Me siguen sorprendiendo las palabras. Tienen una vida propia que se impone a la voluntad de quien las escribe. Todo está dicho en ellas y nada está dicho al mismo tiempo. Necesitan de ti, como tú las necesitas a ellas, pero aunque creas que eres el director de escena, no eres más que el hilo conductor por el que las palabras se expresan.
Después de las dos últimas novelas que he escrito, por aquello de desintoxicarme, he vuelto al ensayo. O sea, en teoría, una cosa más fría, más controlable, menos dada a la experimentación y la loca libertad del estilo que uno siempre busca en cada texto de creación.

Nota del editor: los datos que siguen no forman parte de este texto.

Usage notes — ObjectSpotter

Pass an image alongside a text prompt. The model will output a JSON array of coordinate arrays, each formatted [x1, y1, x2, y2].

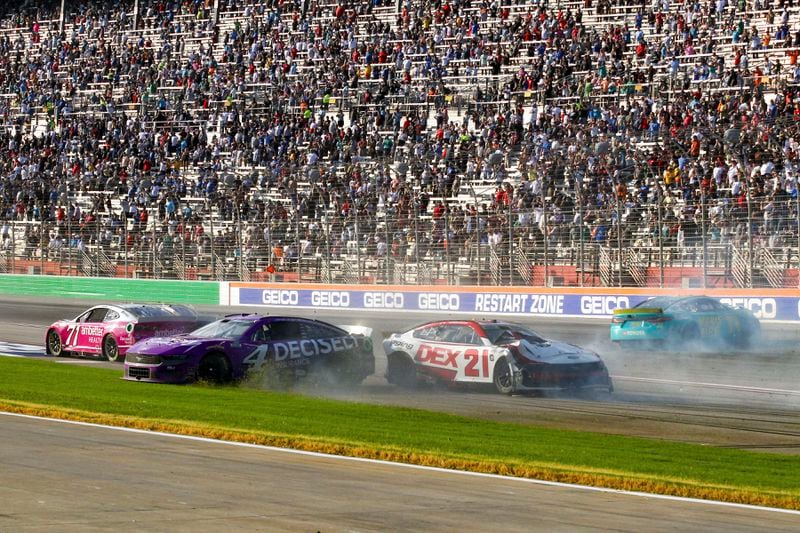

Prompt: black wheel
[[45, 329, 64, 357], [197, 353, 231, 383], [386, 353, 417, 389], [103, 335, 120, 362], [494, 357, 514, 394]]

Y puede que sea verdad, pero la fuerza de las palabras está ahí, y ellas e obligan a expresarme de otra manera, desglosando una retórica en la que no había pensado conscientemente antes de empezar la redacción del texto. Lo que en la creación te exige la palabra te lo demanda ahora de otra forma: lo que en un texto de narración prosa debe ser exactitud, pero también ambigüedad, porque a la literatura le viene bien que existan territorios de sombra, en el ensayo debe ser precisión, la palabra justa en el contexto adecuado, para que quede claro lo que quiero decir, aunque no sea con las palabras ni la gramática ni los ritmos que habría empleado en otros escritos.
A estas alturas, no sé cuál de las dos formas me resulta más difícil, ni, llegado el punto final, acaso más gratificante.